Le Condottière
de Georges Perec

critiqué par Pucksimberg, le 27 août 2016
(Toulon - 44 ans)


La note:  étoiles
Un roman de jeunesse de Pérec
Le roman s'ouvre sur le cadavre de Madera. Gaspard Winckler, faussaire, vient de tuer son commanditaire sur une pulsion, sans que le crime ne soit prémédité. Est-ce un acte gratuit ? A la manière des romans policiers, nous avons le meurtre en ouverture, mais le roman prendra rapidement ses distances avec ce genre. Gaspard Winckler s'interroge, monologue, dialogue afin de mieux comprendre et se questionne sur la conscience. A force de copier des grands maîtres, d'exceller dans son art, mais de vivre dans l'ombre, le personnage principal éprouve un certain inconfort à mener une telle existence. Et surtout il a le sentiment d'avoir connu un échec cuisant avec ce tableau du Condottiere qu'il n'arrive pas à rendre parfaitement. Il se sent blessé par ce tableau qui résiste et par le regard dur du personnage peint.
Le roman repose sur les instants qui suivent le meurtre, crime qui a agi comme un déclencheur. Gaspard semble revenir à la vie par la mort imposée à autrui. Et puis vivre dans le secret, dans l'ombre, dans le faux, ça use ... Vit-on réellement de cette manière ?
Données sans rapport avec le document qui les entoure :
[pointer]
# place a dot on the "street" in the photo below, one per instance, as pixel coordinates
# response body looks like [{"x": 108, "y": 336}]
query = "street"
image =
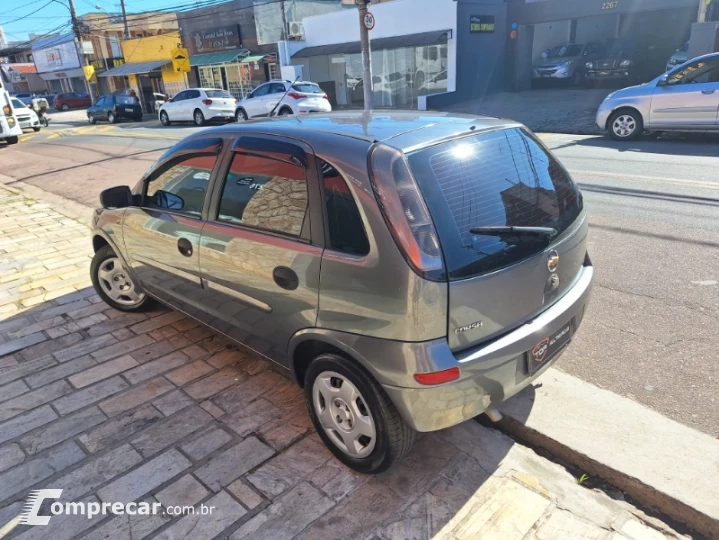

Ce roman de jeunesse de Perec avait essuyé quelques refus initialement, avait été enfoui dans une malle ... Il est réédité en 2012 et aura une résonance pour les lecteurs de cet auteur qui verront des liens avec ses autres romans. La langue est pleine de trouvailles, les descriptions prenantes ( ce qui est rare ), comme cette scène initiale dans laquelle le sang est décrit avec talent. Perec fait aussi des jeux de mots, ici pas toujours réussis, ou du moins faciles. Sa prose possède une force qui lui est propre et elle parvient à nous plonger dans des atmosphères et à visualiser avec précision ce qui est décrit. Grâce à ce roman, le lecteur plonge dans le monde de l'art, des faussaires. On y parle de Renaissance, de tableaux célèbres et de portraits qui deviennent quasiment vivants tant les traits du visage sont expressifs.

L'histoire n'est pas linéaire et ce n'est pas un roman qui repose sur des rebondissements et une avancée de l'action. Le personnage s'interroge, et ce sont ses pensées qui nous suivons. Il y a un caractère répétitif qui est dû aux réflexions de ce criminel qui ressasse son passé et qui ne parvient plus à échapper à cet acte. Georges Perec utilise des moyens variés pour comprendre ce personnage. Le pronom "tu" est parfois utilisé et permet de voir les mouvements de sa pensée et renforce aussi le caractère accusateur.

Un roman qui plaira aux lecteurs de Perec, ne serait-ce que par curiosité, mais qui pourrait déplaire aux lecteurs qui ont besoin d'une richesse narrative pour être séduits.